The rise of digital distribution has seen publishers put their entire back catalogue on services like Steam, and there are even online stores such as GOG.com who even going as far to develop their own upgrades to them so they'll work on modern computers. See also Emulation.

Home of the Underdogs was, for quite a long time, and now is again, an Abandonware 'museum', where users could find archived copies of many Abandonware and Freeware games. As the name implies, the website is (mostly) dedicated to underperforming, rare, or just plain bad games.

Macintosh users can find applications in the Macintosh Garden, once directly part of HOTUD but now just link to each other. In both HOTUD and Macintosh Garden, Sturgeon's Law takes effect, and how!

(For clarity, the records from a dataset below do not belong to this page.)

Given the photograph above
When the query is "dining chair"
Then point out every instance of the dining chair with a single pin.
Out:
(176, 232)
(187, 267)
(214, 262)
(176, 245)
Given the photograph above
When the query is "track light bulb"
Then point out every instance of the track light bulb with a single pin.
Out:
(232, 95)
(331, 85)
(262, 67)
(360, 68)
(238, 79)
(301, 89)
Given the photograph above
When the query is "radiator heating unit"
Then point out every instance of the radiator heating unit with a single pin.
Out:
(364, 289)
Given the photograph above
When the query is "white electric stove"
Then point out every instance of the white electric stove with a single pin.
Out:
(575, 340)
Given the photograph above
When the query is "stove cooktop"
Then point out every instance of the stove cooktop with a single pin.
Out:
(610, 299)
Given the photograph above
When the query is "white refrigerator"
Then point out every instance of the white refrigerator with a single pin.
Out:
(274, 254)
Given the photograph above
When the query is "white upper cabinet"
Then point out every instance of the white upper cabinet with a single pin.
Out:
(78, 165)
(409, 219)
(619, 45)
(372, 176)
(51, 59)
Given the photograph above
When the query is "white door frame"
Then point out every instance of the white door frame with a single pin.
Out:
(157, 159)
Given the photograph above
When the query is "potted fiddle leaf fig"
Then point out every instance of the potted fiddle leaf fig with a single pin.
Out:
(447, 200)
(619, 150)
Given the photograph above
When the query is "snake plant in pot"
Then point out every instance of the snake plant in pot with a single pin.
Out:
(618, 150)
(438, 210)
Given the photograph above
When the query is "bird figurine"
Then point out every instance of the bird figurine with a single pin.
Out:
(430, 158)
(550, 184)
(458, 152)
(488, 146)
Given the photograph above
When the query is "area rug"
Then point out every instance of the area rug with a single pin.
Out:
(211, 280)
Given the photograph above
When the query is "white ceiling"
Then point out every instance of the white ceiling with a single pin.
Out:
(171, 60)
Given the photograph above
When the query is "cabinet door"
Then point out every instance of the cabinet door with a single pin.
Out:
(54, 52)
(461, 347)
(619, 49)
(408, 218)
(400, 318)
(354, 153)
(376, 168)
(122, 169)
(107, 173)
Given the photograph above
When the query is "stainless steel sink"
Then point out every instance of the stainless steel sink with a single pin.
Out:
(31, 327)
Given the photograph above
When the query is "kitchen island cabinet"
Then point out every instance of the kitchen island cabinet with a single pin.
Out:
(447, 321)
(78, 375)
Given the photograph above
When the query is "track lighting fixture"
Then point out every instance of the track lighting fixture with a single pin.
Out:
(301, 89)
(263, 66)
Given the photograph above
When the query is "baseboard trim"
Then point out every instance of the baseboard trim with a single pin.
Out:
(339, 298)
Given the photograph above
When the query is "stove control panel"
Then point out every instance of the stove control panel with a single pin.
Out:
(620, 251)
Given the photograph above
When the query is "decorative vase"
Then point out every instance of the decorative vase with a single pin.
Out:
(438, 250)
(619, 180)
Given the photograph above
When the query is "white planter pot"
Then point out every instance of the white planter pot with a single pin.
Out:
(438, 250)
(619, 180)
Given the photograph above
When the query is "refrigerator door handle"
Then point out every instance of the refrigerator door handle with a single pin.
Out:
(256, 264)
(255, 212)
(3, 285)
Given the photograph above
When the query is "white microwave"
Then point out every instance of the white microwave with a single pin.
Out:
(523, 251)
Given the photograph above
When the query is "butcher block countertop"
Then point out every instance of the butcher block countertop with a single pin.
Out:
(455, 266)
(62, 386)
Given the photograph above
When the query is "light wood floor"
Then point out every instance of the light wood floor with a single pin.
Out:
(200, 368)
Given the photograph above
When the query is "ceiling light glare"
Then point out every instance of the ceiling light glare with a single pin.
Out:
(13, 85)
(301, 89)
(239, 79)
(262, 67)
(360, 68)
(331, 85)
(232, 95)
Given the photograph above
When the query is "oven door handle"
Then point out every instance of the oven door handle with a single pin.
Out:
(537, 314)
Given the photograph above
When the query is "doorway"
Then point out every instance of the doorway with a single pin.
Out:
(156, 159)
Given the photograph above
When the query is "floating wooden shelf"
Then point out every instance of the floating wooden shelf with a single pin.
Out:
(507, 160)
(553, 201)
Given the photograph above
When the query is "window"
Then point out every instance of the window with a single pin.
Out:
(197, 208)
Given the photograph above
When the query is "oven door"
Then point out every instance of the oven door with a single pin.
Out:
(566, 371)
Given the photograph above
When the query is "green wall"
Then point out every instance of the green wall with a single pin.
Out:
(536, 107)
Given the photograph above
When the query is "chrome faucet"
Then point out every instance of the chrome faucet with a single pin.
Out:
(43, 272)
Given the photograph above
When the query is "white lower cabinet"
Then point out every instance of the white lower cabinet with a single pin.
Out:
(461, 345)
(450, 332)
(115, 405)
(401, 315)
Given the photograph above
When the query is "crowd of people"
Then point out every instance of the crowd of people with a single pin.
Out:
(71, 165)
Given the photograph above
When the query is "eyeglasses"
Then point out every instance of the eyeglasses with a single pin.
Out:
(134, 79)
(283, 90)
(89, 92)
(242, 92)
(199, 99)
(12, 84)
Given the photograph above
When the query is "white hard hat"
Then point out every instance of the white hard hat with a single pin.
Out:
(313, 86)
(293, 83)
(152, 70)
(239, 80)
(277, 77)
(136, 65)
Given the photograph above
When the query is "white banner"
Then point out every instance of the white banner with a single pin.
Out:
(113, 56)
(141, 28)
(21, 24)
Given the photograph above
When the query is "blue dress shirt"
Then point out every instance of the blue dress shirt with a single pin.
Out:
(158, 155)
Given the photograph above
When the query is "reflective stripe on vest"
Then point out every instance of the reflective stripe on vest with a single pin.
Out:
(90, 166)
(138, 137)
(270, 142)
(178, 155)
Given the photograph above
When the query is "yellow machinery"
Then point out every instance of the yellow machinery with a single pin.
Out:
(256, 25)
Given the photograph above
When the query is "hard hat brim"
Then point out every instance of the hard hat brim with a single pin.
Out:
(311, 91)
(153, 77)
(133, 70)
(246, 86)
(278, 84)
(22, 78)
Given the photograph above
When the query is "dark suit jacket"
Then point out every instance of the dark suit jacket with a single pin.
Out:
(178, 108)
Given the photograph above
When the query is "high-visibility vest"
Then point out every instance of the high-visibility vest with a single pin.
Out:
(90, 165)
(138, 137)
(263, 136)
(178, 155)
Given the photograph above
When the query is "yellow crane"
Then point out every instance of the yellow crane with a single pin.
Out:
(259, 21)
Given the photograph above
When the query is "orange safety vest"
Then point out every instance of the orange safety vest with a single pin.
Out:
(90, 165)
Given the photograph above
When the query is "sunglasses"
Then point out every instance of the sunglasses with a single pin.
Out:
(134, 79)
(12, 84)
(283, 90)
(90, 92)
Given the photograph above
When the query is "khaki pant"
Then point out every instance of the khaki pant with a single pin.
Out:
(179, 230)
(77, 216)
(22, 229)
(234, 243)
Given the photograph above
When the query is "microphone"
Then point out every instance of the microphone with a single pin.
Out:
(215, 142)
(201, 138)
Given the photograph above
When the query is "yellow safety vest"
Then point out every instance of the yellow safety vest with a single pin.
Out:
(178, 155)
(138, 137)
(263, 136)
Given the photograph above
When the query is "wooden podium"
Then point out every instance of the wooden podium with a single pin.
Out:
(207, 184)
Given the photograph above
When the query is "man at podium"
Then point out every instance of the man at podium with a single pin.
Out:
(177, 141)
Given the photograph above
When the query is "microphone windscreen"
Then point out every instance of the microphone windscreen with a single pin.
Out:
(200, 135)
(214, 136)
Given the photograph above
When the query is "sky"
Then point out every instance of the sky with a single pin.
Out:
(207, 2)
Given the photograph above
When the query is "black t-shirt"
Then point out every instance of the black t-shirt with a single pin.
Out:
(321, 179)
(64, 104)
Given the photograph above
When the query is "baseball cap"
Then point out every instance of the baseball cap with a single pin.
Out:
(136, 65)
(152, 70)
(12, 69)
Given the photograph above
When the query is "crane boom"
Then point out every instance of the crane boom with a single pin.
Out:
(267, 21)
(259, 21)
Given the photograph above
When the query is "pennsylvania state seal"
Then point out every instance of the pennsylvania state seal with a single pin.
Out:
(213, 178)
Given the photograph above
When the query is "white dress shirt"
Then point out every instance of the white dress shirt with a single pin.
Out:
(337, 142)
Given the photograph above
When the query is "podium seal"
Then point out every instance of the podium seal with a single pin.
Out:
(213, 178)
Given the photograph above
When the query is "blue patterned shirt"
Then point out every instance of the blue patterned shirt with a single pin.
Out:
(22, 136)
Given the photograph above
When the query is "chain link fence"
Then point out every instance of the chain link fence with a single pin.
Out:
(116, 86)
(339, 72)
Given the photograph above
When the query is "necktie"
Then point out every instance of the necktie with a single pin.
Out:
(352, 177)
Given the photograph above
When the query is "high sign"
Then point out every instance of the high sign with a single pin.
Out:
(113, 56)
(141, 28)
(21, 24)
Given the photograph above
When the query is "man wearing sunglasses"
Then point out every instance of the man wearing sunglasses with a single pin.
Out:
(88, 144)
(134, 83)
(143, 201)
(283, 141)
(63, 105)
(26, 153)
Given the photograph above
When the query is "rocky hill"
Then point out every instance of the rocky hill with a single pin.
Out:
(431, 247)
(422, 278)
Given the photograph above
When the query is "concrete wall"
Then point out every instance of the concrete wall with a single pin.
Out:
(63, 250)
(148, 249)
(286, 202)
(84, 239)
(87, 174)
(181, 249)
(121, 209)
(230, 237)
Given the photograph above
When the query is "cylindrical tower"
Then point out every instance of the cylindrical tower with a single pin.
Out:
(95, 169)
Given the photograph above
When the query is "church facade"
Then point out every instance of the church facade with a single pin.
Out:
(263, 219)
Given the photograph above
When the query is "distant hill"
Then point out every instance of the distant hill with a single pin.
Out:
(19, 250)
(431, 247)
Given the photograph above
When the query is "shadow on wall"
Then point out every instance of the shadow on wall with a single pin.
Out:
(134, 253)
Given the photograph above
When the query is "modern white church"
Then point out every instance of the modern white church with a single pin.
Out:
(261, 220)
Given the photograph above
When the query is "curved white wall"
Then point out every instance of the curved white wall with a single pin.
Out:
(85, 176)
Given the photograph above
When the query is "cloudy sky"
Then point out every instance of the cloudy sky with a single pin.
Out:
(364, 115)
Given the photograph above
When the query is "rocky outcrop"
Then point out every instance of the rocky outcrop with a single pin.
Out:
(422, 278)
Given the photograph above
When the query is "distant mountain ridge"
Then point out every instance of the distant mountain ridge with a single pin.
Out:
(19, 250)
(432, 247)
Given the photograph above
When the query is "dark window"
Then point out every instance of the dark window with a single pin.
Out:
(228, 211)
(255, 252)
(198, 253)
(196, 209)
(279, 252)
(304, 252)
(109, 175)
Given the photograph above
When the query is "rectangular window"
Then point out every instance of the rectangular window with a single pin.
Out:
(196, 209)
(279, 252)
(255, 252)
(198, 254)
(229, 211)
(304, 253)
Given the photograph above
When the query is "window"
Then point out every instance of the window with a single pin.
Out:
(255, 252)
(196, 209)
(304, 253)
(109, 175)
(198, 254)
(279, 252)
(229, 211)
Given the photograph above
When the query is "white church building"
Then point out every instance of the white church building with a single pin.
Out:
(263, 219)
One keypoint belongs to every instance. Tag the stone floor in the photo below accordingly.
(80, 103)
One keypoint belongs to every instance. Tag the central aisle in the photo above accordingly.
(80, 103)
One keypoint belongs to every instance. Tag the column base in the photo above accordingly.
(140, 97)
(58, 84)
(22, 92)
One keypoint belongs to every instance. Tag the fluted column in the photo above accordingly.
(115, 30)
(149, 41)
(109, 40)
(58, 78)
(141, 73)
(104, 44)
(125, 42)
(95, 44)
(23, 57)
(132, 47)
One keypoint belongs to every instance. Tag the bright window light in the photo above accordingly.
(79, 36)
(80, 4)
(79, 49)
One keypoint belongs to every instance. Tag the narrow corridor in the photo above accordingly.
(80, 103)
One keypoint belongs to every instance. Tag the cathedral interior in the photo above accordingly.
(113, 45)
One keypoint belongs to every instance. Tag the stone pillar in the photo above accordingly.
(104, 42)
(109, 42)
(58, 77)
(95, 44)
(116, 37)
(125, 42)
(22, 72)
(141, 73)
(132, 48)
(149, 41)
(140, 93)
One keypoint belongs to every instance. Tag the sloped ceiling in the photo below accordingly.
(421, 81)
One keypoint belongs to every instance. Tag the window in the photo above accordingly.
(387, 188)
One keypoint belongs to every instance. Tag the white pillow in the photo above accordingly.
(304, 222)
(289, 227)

Emulation is a related topic, with related problems. The current owners of the Amiga brand, for example, have been keen to stress that the "Kickstart ROM" needed to boot an Amiga (or an Amiga emulator) is not abandonware, thank you very much. (Amstrad have said that the ZX Spectrum ROM, on the other hand, is perfectly acceptable for emulation purposes; and even if it wasn't, plenty of people have hacked their own version together after some crazy nutbags managed to document the function of each and every last one of the 16384 bytes that forms it, and patched it to deal with the (remarkably few) bugs.)

Compare Keep Circulating the Tapes.

Examples of Abandonware include:
  • Panzer General: Despite selling over 150 thousand units less than two years after its release, the game has not been sold officially for years.